Re: Why hash OIDs?

From: Tom Lane <tgl(at)sss(dot)pgh(dot)pa(dot)us>
To: Andres Freund <andres(at)anarazel(dot)de>
Cc: Thomas Munro <thomas(dot)munro(at)enterprisedb(dot)com>, Pg Hackers <pgsql-hackers(at)postgresql(dot)org>
Subject: Re: Why hash OIDs?
Date: 2018-08-28 13:37:08
Message-ID: 18991.1535463428@sss.pgh.pa.us
Views: Raw Message | Whole Thread | Download mbox | Resend email
Thread:
Lists: pgsql-hackers

Andres Freund <andres(at)anarazel(dot)de> writes:
> On 2018-08-28 14:45:49 +1200, Thomas Munro wrote:
>> Yeah, it would be a terrible idea as a general hash function for use
>> in contexts where the "avalanche effect" assumption is made about
>> information being spread out over the bits (the HJ batching code
>> wouldn't work for example). I was wondering specifically about the
>> limited case of hash tables that are used to look things up in caches.
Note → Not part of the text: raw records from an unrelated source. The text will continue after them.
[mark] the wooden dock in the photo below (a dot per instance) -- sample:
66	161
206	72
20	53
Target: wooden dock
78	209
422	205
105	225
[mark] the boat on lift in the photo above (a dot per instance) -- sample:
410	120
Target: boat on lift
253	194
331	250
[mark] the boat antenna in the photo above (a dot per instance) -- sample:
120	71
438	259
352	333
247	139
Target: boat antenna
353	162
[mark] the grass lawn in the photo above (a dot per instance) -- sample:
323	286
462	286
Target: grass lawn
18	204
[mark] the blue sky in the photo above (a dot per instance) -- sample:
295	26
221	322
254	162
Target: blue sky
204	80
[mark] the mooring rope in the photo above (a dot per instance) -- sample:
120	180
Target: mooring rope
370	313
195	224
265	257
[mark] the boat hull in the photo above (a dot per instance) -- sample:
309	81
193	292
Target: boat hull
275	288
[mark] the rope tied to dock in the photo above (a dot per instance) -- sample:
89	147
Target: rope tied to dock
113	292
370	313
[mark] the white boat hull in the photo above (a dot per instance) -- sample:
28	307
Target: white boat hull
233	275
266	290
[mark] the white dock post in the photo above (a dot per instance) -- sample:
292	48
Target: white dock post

> I don't understand why that'd be ok there? With a simple 1:1 hash
> function, which you seem to advocate, many hash-tables would be much
> fuller in the 1000-3000 (where pg_class, etc all reside) than in any
> other range. A lot of our tables are populated on-demand, so you'd
> often end up with most of the data in one or two buckets, and a larger
> number largely empty.

Hmm ... but what we actually care about, for dynahash tables, is just
the low order bits of the hash; the original range of the values
isn't interesting. Some desultory experimentation with queries like

select oid::int % 1024, count(*) from pg_proc
group by 1 order by 2 desc;

select (hashoid(oid)+2^32)::int8 % 1024, count(*) from pg_proc
group by 1 order by 2 desc;

offers some support for Thomas' idea: the hashoid results are
certainly not better distributed than the raw OIDs, and in some
cases noticeably worse.

I'd supposed that we needed to get the OIDs' high-order bits to
participate in the hash in order to get decent results, but
looking at these numbers makes me wonder.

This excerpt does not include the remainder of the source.